Раджапов сидел, охватив руками колено, лишь изредка взглядывая на жену. Как всякий добрый человек, он легко отзывался на чужую боль и готов был облегчить ее, открыть тайник души, высказать все, только чтоб не видеть слез жены, только чтоб стало все по-прежнему, когда в доме будут легки, не напряженны шаги и распахнуты двери. Но откровение стоило бы признания вины, признания, которое он таил от всех вот уже восемнадцать лет. Откровение стоило бы и освобождения — нет страшнее суда, чем суд совести — освобождения, облегчения. Как в чистом зеркале, он видел себя, казнил себя думами, но не открывался никому. Он расстегнул ворот — душно. Он погладил плечо жены. Он отыскивал теплые слова, чтоб успокоить ее.

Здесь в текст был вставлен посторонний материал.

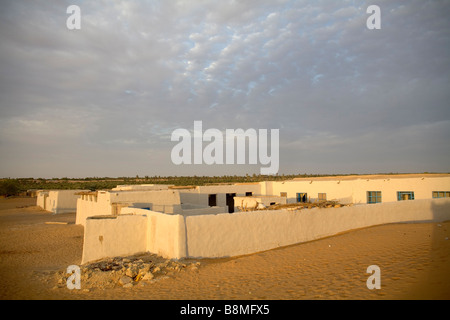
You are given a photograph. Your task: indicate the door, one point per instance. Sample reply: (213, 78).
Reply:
(230, 201)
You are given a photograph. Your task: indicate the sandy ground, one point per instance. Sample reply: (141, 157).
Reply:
(414, 260)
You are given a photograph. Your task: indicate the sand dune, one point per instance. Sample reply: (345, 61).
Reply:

Она всматривалась в его глаза — всегда мягкие, задумчивые, они ничего не выражали теперь, хотя были светлы, как стекло.
Раджапов отвернулся. Он не мог смотреть прямо в глаза, он не мог поведать ей горькие думы.

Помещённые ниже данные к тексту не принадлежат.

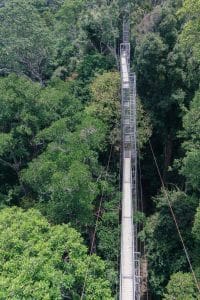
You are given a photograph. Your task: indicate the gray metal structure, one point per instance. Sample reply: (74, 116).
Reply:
(130, 257)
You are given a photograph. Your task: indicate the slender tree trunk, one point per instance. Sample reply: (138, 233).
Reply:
(167, 155)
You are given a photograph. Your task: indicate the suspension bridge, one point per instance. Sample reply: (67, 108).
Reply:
(130, 257)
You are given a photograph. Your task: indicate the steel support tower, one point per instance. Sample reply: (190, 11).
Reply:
(130, 258)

Быстро одевшись, он вышел из дома. Опять нахлынули мысли, роясь и вспыхивая, как моль на свету, они стремительно сменяли друг друга, одна картина другую, и Раджапов, погруженный в их мир, не видел ни улицы, ни пробегающих машин, он просто шел, не зная куда.
Очутившись в парке, он отыскал свободную дальнюю скамейку и закурил. Точно прозрачная вода, накатывала всплеском музыка, тихо прогуливались по аллеям девушки, смеясь, вскрикивая от чего-то неожиданного, радостного, — их смех был, как предчувствие любви, свободен и легок, и, глядя на них, Раджапов вдруг остро понял, как дорого и невыразимо обыкновенное «жить», ему казалось, будто он где-то давно-давно потерял что-то очень большое, значительное, к чему возвратиться уже нельзя.
«Я потерял радость. Я не могу смеяться, как они, глядеть открыто не могу», — и снова шагал по улице с тяжелыми, как вода в половодье, думами — один.